Yeah, it's 2x PCIe 2.0 lanes, which should be 10 Gbps.chemal wrote: ↑2019/09/10 04:49:43Marvell? That's fake RAID, isn't it? (I see you mentioned Marvell before, I must have read over it.)
A single 860 EVO writes at about 500 MB/s (sequentially).
Edit: Google says, a Marvell 9230 is h/w RAID but really low-end. It has two PCIe 2.0 lanes for a theoretical max of 1 GB/s of which you can get ~800 MB/s in reality.
At this point though, that's hard to tell whether it's because of the Marvell controller or whether it's because the system is truly limited to 10 Gbps mostly because the two are coincidentally the same.
The only way that I would be able to test that would be if I got like a Avago/Broadcom/LSI MegaRAID 12 Gbps SAS RAID controller (like the MegaRAID 9341-8i) to see if that will alleviate some of the bandwidth limitation issues because at least that's a PCIe 3.0 x8 (64 Gbps).
Also interesting enough, there AREN'T any Avago/Broadcom/LSI PCIe 3.0 x16 RAID controllers at ALL. They have host bus adapters, but not RAID HBAs, which also means that if I were to use a non-RAID HBA, the RAID would be software RAID, which of course, comes with its own set of issues.
I'm still debating on whether I want to switch over to the MegaRAID 9341-8i because doing so will max out my system's PCIe lane supply/demand. (Core i7-4930K supplies 40 PCIe 3.0 lanes, so 16 is taken up by the Mellanox NIC, 16 is taken up by the GTX Titan, which will leave 8 for the MegaRAID HBA if I go with it.)
I'm undecided in regards to whether I want to go with SAS/SATA/NVMe 12 Gbps MegaRAID, or just SAS and SATA (MegaRAID 9341-8i) or just SAS/SATA 6 Gbps (9271-8i).

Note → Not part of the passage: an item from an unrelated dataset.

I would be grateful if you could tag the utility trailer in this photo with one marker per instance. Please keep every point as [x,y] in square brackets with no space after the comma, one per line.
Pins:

Again though, at 768.67 MB/s, for the RAID array, that works out to be 192.1675 MB/s which is a far cry from the ~500 MB/s sequential write speed.
192.1675 MB/s is only about 1.5 Gbps (for each drive), where each drive also has a 6 Gbps interface.
Again, combined, it only musters 6.14936 Gbps (out of 10 Gbps for the PCIe 2.0 x2 link for the Marvell HW RAID controller itself), and that suggests that the RAID controller's PCIe 2.0 x2 interface isn't the limiting factor unless it's only like 61.5% efficient in regards to its usage of the PCIe 2.0 x2 interface.
I would have expected that if I were to max out the controller's interface, that I would be seeing something closer to 10 Gbps given the testing methodology that you suggested, so I'm still confused and something is still not adding up for me (in regards to maxing out the interface bandwidth either of the PCIe 2.0 x2 HW RAID controller) or with the suggested testing methodology.
With the hardware that I've got, and if the advertised specs are to be believed, I should be pushing upwards of 16.64 Gbps.
The suggested testing methodology I think, takes care of the buffering which might be inflating the results (which is fair), but then I'm getting results that are closer to the maximum random write speeds (based on number of IOPS max * 4 drives) than I am towards the advertised sequential speeds.
Again, maybe it's just me, but the data and the results doesn't make sense given the hardware.